In this tutorial, we are going to use lavaan
for
repeated measure means models.
library(lavaan)
library(semPlot)
The data for this example is saved in a txt file named “repeated_data.txt”.
setwd(mypath) # change it to the path of your own data folder
dat <- read.delim("repeated_data.txt", sep = "\t", header = F)
colnames(dat) <- paste0("read", 1:3)
# check the data
str(dat)
## 'data.frame': 96 obs. of 3 variables:
## $ read1: int 25 23 27 25 23 12 15 26 22 27 ...
## $ read2: int 26 28 27 25 26 10 13 24 26 27 ...
## $ read3: int 26 24 30 26 21 17 19 21 26 29 ...
summary(dat)
## read1 read2 read3
## Min. : 7.0 Min. : 5.00 Min. : 7.00
## 1st Qu.:14.0 1st Qu.:16.00 1st Qu.:17.00
## Median :20.0 Median :21.00 Median :21.00
## Mean :19.2 Mean :20.36 Mean :20.68
## 3rd Qu.:24.0 3rd Qu.:25.00 3rd Qu.:25.25
## Max. :30.0 Max. :30.00 Max. :30.00
We use the following model syntax to specify the model. The mean
structure is specified using ~ 1
command in the model
syntax.
model <- '
# covariances
read1 ~~ read2 + read3
read2 ~~ read3
# variance
read1 ~~ read1
read2 ~~ read2
read3 ~~ read3
# intercept
read1 ~ 1
read2 ~ 1
read3 ~ 1
'
fit <- sem(model, dat)
summary(fit, fit.measures = T, standardized = T)

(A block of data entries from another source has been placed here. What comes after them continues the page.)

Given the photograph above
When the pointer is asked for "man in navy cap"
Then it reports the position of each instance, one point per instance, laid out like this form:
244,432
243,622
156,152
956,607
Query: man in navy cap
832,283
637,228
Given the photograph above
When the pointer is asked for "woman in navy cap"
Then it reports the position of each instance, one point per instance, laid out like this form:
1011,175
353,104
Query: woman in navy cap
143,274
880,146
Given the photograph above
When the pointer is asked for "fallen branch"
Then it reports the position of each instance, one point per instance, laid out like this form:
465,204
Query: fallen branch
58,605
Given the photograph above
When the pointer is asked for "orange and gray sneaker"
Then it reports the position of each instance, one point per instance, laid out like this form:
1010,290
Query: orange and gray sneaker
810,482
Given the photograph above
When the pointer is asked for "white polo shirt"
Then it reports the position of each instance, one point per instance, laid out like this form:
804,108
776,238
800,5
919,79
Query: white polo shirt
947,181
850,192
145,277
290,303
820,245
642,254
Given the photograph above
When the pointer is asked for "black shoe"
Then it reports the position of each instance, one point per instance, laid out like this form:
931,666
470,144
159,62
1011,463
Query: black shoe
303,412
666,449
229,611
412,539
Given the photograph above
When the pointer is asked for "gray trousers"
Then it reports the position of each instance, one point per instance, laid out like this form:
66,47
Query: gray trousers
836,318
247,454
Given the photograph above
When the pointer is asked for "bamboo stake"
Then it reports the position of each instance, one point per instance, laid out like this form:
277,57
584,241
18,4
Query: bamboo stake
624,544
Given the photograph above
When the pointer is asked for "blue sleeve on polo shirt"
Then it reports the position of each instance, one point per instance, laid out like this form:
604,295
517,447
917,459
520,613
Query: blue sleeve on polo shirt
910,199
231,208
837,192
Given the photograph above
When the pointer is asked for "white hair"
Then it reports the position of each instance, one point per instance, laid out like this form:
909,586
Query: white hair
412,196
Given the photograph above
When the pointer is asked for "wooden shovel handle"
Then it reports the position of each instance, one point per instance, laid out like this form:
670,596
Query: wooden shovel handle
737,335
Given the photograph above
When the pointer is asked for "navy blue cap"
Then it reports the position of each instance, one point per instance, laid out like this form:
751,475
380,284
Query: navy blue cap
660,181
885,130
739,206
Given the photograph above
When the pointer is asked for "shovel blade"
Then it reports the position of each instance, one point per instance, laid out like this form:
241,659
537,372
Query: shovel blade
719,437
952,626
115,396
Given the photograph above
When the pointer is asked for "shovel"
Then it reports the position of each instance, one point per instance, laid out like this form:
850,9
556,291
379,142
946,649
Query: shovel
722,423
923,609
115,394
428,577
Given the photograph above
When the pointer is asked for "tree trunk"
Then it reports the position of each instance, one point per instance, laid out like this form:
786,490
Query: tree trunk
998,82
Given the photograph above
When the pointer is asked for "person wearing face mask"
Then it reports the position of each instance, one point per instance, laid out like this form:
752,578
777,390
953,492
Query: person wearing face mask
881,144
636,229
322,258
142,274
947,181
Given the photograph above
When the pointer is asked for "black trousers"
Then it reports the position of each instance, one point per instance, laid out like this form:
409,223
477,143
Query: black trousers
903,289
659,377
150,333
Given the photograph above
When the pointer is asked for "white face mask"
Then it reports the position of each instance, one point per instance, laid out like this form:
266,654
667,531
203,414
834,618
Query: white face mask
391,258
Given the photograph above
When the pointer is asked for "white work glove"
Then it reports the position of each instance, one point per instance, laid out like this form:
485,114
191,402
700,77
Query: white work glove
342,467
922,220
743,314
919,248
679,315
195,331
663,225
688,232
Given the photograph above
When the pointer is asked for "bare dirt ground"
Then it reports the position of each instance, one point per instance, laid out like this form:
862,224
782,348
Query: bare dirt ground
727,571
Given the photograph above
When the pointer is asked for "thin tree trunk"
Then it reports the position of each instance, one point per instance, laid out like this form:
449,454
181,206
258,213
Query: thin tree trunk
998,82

## lavaan 0.6.15 ended normally after 45 iterations
##
## Estimator ML
## Optimization method NLMINB
## Number of model parameters 9
##
## Number of observations 96
##
## Model Test User Model:
##
## Test statistic 0.000
## Degrees of freedom 0
##
## Model Test Baseline Model:
##
## Test statistic 233.779
## Degrees of freedom 3
## P-value 0.000
##
## User Model versus Baseline Model:
##
## Comparative Fit Index (CFI) 1.000
## Tucker-Lewis Index (TLI) 1.000
##
## Loglikelihood and Information Criteria:
##
## Loglikelihood user model (H0) -811.420
## Loglikelihood unrestricted model (H1) -811.420
##
## Akaike (AIC) 1640.841
## Bayesian (BIC) 1663.920
## Sample-size adjusted Bayesian (SABIC) 1635.503
##
## Root Mean Square Error of Approximation:
##
## RMSEA 0.000
## 90 Percent confidence interval - lower 0.000
## 90 Percent confidence interval - upper 0.000
## P-value H_0: RMSEA <= 0.050 NA
## P-value H_0: RMSEA >= 0.080 NA
##
## Standardized Root Mean Square Residual:
##
## SRMR 0.000
##
## Parameter Estimates:
##
## Standard errors Standard
## Information Expected
## Information saturated (h1) model Structured
##
## Covariances:
## Estimate Std.Err z-value P(>|z|) Std.lv Std.all
## read1 ~~
## read2 31.792 5.109 6.223 0.000 31.792 0.822
## read3 29.772 4.873 6.109 0.000 29.772 0.798
## read2 ~~
## read3 28.930 4.624 6.257 0.000 28.930 0.830
##
## Intercepts:
## Estimate Std.Err z-value P(>|z|) Std.lv Std.all
## read1 19.198 0.657 29.231 0.000 19.198 2.983
## read2 20.365 0.613 33.206 0.000 20.365 3.389
## read3 20.677 0.592 34.921 0.000 20.677 3.564
##
## Variances:
## Estimate Std.Err z-value P(>|z|) Std.lv Std.all
## read1 41.409 5.977 6.928 0.000 41.409 1.000
## read2 36.107 5.212 6.928 0.000 36.107 1.000
## read3 33.656 4.858 6.928 0.000 33.656 1.000
This example corresponds to the Duncan & Stoolmiller (1993) example in your course slides. We have the sample means, standard deviations, and correlation matrix of the data. We first convert the correlation matrix to variance-covariance matrix.
cormat <- "
1.000
.812 1.000
.819 .752 1.000
.672 .616 .621 1.000
.464 .620 .514 .680 1.000
.612 .640 .719 .819 .676 1.000
"
sdev <- c(2.46, 1.76, 2.74, 2.63, 1.89, 2.84)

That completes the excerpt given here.